On June 1, 1992, hundreds of drywall workers walked off construction sites, demanding a union and higher wages. Five weeks into the walkout, 149 of them were arrested after sheriff’s deputies said the men stormed a construction site in Mission Viejo, one of the largest mass arrests in Orange County. Nearly 90 of those arrested were in danger of being deported as undocumented immigrants. Acting in solidarity, the men refused a plea bargain and asked for trials. Photo Credit: Slobodan Dimitrov

After closely following the massive strikes, general strikes, street battles, peasant revolts, and military mutinies of the Russian Revolution of 1905 that forced the Czar to grant a constitution, Mohandas (not yet dubbed “Mahatma”) Gandhi concluded, “Even the most powerful cannot rule without the cooperation of the ruled.”[1]  Shortly thereafter he launched his first civil disobedience campaign, proclaiming “We too can resort to the Russian remedy against tyranny.”

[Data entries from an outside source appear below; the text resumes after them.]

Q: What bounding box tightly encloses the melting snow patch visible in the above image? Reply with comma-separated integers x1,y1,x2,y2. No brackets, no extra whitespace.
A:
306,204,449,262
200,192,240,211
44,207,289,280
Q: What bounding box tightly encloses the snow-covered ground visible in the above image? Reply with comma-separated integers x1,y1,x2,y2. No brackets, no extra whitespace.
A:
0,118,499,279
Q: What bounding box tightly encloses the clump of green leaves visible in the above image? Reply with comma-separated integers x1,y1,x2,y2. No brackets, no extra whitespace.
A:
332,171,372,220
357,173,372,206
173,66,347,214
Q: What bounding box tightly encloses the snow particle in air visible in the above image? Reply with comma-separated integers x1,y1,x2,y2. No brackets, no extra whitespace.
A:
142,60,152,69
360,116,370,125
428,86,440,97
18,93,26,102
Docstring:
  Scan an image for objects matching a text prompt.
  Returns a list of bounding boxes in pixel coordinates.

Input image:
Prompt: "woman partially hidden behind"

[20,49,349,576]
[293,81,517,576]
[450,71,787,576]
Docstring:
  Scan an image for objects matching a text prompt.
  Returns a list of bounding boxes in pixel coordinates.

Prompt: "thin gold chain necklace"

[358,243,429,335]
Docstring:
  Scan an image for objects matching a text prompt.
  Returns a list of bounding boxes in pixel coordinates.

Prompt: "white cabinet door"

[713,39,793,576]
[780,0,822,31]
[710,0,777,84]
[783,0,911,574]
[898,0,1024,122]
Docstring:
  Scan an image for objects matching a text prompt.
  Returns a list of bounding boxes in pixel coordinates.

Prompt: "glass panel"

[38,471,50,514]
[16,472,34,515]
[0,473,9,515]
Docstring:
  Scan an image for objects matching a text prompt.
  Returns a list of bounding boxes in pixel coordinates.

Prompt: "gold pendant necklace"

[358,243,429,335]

The power of strikes results from dependence. If students refuse to attend classes, schools cease to function. If tenants refuse to pay their rent in a rent strike, landlords lose their source of income. Power based on dependence is particularly clear in strikes by workers. Employers depend on workers to work in order to produce whatever they hope to sell; if workers don’t work employers face a direct economic loss. Since other companies and society as a whole also depend on what workers produce, they too are affected when workers refuse to work. Climate strikes would be far more powerful if workers participated by striking at work.

In this series of commentaries we will look at the history of strikes in the wider sense to see what might be learned from them for today’s climate strikes. We will pay particular attention to how they might come to incorporate the specific power of worker strikes in the workplace.


[1] Mohandas K. Gandhi, Indian Opinion, November 11, 1905.